Nov 12, 2014 17:57
On Saturday I went hunting for an old entry I wrote back in 2002 and passed a couple of hours remembering things that I did and said and felt during the first couple of months after Andy showed up semi-unexpectedly at my 24th birthday party with the sign from a CTA bus stop and a Kurosawa Critierion Collection DVD. He stayed late, sitting with me on the back porch as we carefully talked around some things that didn't get said out loud for another few weeks, during another conversation on that back porch. In the middle of all of it is a private entry that begins "So that I don't forget this," and I had, so am glad I thought to put it in writing. Some of what I wrote back then has shifted in meaning with time. There's one tossed-off transcription of a short conversation he had with a mutual friend of ours that's downright sad now, though less sad than it would have been if I unearthed it before this year. The core of it, the thing where mutual friend summed up his perception of Andy and me, that's still true. My favorite is a bit of stream-of-consciousness story-type-thing featuring an underwater dance with a giant squid and a home-cooked meal. It, too, has shaded in meaning over time, despite being a total invention, and the tossed-off reference to three countries I have never visited at the end seems significant, especially because I've been to so many other countries in the meantime.
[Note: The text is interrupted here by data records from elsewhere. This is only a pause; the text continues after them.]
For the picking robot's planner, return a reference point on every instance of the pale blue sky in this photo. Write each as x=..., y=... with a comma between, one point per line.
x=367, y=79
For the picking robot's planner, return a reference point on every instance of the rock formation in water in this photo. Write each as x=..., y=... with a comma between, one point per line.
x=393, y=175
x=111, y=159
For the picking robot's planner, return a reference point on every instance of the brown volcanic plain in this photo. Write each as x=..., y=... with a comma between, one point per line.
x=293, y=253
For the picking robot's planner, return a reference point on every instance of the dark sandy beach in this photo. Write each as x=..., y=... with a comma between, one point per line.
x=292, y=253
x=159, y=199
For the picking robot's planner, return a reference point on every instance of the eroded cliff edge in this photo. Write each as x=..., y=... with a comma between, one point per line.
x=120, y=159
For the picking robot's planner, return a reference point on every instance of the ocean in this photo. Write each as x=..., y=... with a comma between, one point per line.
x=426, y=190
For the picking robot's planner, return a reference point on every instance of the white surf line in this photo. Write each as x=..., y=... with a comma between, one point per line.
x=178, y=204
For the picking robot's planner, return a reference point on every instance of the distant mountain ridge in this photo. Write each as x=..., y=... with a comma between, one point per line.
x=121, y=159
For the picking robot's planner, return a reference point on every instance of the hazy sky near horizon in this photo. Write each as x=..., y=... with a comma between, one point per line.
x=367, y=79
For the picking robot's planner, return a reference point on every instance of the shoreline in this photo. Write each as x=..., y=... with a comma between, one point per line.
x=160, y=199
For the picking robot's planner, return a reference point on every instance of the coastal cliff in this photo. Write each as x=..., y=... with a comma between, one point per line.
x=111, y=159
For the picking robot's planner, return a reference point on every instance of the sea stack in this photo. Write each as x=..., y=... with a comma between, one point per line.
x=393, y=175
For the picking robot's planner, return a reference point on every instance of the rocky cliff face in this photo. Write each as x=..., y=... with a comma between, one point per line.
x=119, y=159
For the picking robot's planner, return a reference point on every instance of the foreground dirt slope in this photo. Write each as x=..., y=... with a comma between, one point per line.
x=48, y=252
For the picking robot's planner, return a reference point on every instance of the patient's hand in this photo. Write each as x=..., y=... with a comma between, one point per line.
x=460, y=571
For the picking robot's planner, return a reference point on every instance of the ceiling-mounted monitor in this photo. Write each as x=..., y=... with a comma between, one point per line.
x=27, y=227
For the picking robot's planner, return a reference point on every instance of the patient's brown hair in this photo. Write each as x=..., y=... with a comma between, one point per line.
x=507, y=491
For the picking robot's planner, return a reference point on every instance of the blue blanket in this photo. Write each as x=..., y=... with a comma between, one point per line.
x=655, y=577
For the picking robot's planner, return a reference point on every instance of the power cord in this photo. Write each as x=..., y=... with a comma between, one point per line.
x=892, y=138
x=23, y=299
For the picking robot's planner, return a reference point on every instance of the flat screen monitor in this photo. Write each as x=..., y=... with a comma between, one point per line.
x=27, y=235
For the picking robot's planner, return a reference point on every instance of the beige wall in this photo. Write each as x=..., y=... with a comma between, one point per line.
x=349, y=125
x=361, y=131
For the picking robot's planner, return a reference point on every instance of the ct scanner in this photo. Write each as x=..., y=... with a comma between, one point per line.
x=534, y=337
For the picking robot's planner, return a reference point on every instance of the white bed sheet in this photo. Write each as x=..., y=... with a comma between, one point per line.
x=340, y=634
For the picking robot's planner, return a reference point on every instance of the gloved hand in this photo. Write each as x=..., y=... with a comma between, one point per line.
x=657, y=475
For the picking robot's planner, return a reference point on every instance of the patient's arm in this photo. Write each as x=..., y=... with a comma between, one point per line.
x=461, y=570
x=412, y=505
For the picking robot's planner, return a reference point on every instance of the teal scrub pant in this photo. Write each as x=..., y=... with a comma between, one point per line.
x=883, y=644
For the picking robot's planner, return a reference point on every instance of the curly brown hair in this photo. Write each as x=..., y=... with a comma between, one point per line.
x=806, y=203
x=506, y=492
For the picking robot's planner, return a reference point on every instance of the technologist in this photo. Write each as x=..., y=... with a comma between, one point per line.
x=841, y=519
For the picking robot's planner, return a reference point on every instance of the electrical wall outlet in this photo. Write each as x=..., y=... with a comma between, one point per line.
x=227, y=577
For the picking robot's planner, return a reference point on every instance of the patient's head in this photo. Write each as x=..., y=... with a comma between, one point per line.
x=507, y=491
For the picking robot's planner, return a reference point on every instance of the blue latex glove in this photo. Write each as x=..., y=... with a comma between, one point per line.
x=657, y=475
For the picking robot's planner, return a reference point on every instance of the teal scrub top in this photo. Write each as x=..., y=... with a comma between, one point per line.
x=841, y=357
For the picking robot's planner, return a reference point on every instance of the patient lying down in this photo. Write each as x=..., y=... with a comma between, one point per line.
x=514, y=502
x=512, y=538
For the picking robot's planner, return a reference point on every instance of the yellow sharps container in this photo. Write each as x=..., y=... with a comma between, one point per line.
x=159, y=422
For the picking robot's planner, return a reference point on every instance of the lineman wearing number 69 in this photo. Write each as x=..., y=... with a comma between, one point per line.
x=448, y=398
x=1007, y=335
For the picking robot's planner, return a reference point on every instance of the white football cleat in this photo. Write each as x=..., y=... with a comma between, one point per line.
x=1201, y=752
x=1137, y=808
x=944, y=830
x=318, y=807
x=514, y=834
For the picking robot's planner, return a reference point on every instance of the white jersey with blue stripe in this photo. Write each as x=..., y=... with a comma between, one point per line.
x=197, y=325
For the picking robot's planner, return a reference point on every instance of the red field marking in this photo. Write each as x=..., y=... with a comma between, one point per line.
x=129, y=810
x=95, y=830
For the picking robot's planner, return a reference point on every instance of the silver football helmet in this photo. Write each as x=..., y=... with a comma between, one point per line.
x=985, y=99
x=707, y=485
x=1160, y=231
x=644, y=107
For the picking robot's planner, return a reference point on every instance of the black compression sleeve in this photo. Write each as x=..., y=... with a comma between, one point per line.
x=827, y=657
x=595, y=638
I dug around in old emails after that, too, looking for the response to the squid-thing that he sent, and found the one from July 18th, 2002. That's the date I count forward from, when I bother to count, and I always have to look up the email to find the exact date. I remember other details, though, like how far away we were sitting from each other when we first kissed, and which way I leaned to reach him, and not the exact words, but the formality of the statements that came before the kissing, because we were both a little wary, both technically on the rebound, both probably unsure. That's something I really don't remember - feeling even the tiniest bit uncomfortable around him - but it was real.
The email of July 18th, 2002, subject line "Nope," says only this:
"Not regretting.
So there.
ann"
If I were a more careful and sentimental person, I would have sent an identical email every July 18th since then, but I am not. Still, it would be true every time.